Thread overview
How is it possible that countUntil() generates a jump-table when the hayStack is a compile time array?
Oct 01, 2022
realhet
Oct 01, 2022
H. S. Teoh
Oct 01, 2022
realhet
October 01, 2022

Hello,

I just wanted to optimize a byte -> index lookup, by using a 256 element table instead of using [1, 2, 3].countUntil(x) and I was amazed what I've found.
My solution lookup[x] was not faster at all, because LDC2 amazingly optimized the linear search to a jump table.

Anyone please can tell me, how it is possible?

I looked inside the countUntil() template and I see no static ifs for compile time optimizations.

Is it true that: The compiler notices that there is a while loop on a static compile time array and it is clever enough to solve all the calculations in compile time and generate a completely unrolled loop? Then the optimizer transforms it to the jump table and do it with "jmp rax" ?

If I'm right, this is not just std library magic, it works even with my own template functions.
I'm also getting crazy long compile times, so this gotta be the case :D

Thank You in advance.

October 01, 2022
On Sat, Oct 01, 2022 at 01:20:08PM +0000, realhet via Digitalmars-d-learn wrote:
> Hello,
> 
> I just wanted to optimize a byte -> index lookup, by using a 256
> element table instead of using [1, 2, 3].countUntil(x) and I was
> amazed what I've found.
> My solution lookup[x] was not faster at all, because LDC2 amazingly
> optimized the linear search to a jump table.
> 
> Anyone please can tell me, how it is possible?
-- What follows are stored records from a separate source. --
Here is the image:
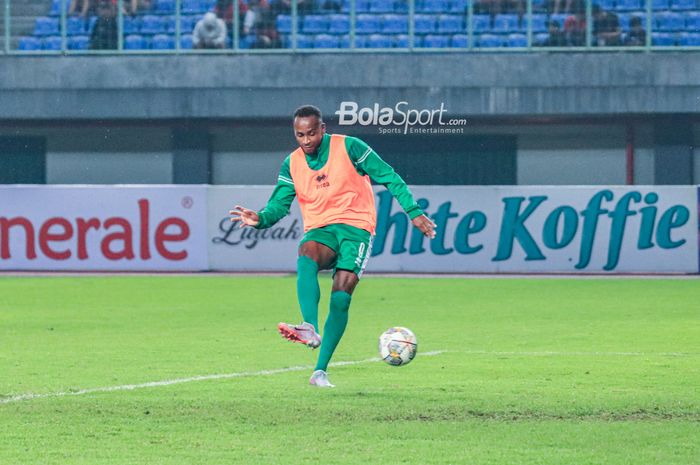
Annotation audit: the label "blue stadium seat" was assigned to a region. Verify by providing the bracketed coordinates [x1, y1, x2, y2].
[141, 15, 165, 34]
[493, 15, 520, 33]
[369, 0, 395, 13]
[522, 13, 547, 33]
[180, 0, 207, 15]
[355, 14, 381, 34]
[124, 34, 148, 50]
[151, 34, 175, 50]
[124, 16, 141, 34]
[153, 0, 175, 15]
[671, 0, 697, 11]
[651, 32, 676, 47]
[314, 34, 340, 48]
[18, 37, 41, 52]
[615, 0, 644, 11]
[66, 16, 85, 36]
[416, 0, 450, 13]
[365, 34, 394, 48]
[34, 17, 61, 37]
[679, 32, 700, 43]
[394, 34, 411, 48]
[67, 36, 90, 50]
[41, 36, 62, 51]
[472, 15, 491, 33]
[382, 14, 408, 34]
[413, 14, 437, 34]
[685, 11, 700, 32]
[506, 34, 527, 47]
[180, 34, 193, 50]
[450, 34, 469, 48]
[421, 34, 450, 48]
[476, 34, 504, 48]
[275, 15, 292, 34]
[437, 15, 466, 34]
[301, 15, 328, 34]
[449, 0, 469, 14]
[653, 11, 685, 31]
[328, 15, 350, 34]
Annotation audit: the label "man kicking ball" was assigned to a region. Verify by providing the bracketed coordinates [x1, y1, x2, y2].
[229, 105, 435, 387]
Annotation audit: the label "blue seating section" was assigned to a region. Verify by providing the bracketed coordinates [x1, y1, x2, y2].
[18, 0, 700, 51]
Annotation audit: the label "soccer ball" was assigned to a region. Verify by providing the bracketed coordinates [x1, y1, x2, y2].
[379, 326, 418, 366]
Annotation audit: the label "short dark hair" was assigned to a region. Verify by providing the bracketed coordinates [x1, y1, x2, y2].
[294, 105, 323, 121]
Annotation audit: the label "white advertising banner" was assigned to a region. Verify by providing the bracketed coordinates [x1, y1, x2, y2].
[208, 186, 698, 273]
[0, 186, 208, 271]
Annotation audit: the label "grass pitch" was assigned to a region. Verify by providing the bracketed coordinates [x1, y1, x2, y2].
[0, 276, 700, 465]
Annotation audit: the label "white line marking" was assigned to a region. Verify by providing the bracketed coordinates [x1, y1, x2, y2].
[0, 350, 446, 404]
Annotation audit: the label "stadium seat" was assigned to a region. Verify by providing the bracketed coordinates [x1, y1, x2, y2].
[679, 32, 700, 42]
[477, 34, 504, 48]
[532, 13, 547, 34]
[151, 34, 175, 50]
[365, 34, 394, 48]
[41, 36, 62, 51]
[355, 14, 381, 34]
[328, 15, 350, 34]
[68, 36, 90, 50]
[382, 14, 408, 34]
[34, 17, 61, 37]
[124, 34, 148, 50]
[437, 15, 465, 34]
[615, 0, 644, 11]
[421, 34, 450, 48]
[654, 11, 685, 31]
[651, 32, 676, 47]
[180, 0, 207, 15]
[450, 34, 469, 48]
[467, 15, 491, 33]
[506, 34, 527, 47]
[685, 11, 700, 32]
[17, 37, 41, 52]
[493, 15, 520, 33]
[314, 34, 340, 48]
[153, 0, 178, 15]
[449, 0, 469, 14]
[301, 15, 328, 34]
[369, 0, 395, 13]
[416, 0, 450, 13]
[671, 0, 697, 10]
[180, 34, 193, 50]
[413, 14, 436, 34]
[66, 16, 85, 36]
[141, 15, 165, 34]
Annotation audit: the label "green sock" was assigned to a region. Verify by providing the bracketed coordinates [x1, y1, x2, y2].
[297, 255, 321, 332]
[316, 291, 352, 371]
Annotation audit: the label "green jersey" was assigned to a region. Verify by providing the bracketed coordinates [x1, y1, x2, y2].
[256, 134, 423, 229]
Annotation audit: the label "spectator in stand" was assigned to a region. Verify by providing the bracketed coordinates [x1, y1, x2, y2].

Because it's LDC. ;-) Or more specifically, the D front-end tells the LLVM back-end that the table size is statically-known, and the back-end pattern-matched linear searches through fixed-size tables into a jump table.

Generally, I wouldn't bother with optimizing minutiae like these unless the profiler indicates the hotspot is there. Just let the optimizer do its job.  Quite often the optimizer can do a better job than a human can.


> I looked inside the countUntil() template and I see no static ifs for
> compile time optimizations.

It has nothing to do with the Phobos code, it's a pattern recognized by LDC's optimizer.


> Is it true that: The compiler notices that there is a while loop on a static compile time array and it is clever enough to solve all the calculations in compile time and generate a completely unrolled loop? Then the optimizer transforms it to the jump table and do it with "jmp rax" ?

This is quite likely the case. I've personally seen LDC optimize an entire benchmark into a single instruction, because it figured out that it could run the function at compile-time and replace the entire function body with an instruction that just loads the final value.


> If I'm right, this is not just std library magic, it works even with
> my own template functions.
> I'm also getting crazy long compile times, so this gotta be the case
> :D
[...]

Yep.


T

-- 
If it tastes good, it's probably bad for you.
October 01, 2022
On Saturday, 1 October 2022 at 13:49:12 UTC, H. S. Teoh wrote:
> On Sat, Oct 01, 2022 at 01:20:08PM +0000, realhet via Digitalmars-d-learn wrote:

It is very good to know. Thank You for the confirmation. Indeed it is really clever.

I wrote a parser only to parse the structural elements of Dlang using template string[] parameters to feed tokens for the specialized parser functions recursively(!). And it unrolled everything into jump tables. Insane :D

The only successful optimization I made was using PCMPESTRI instruction for skipping 16 bytes of text when there is no match found in a compile time constant 16 element character set.
I expected like 10x speedup because of PCMPESTRI. But I only got 2x. I thought I was competing with poor linear searches only, but little I knew...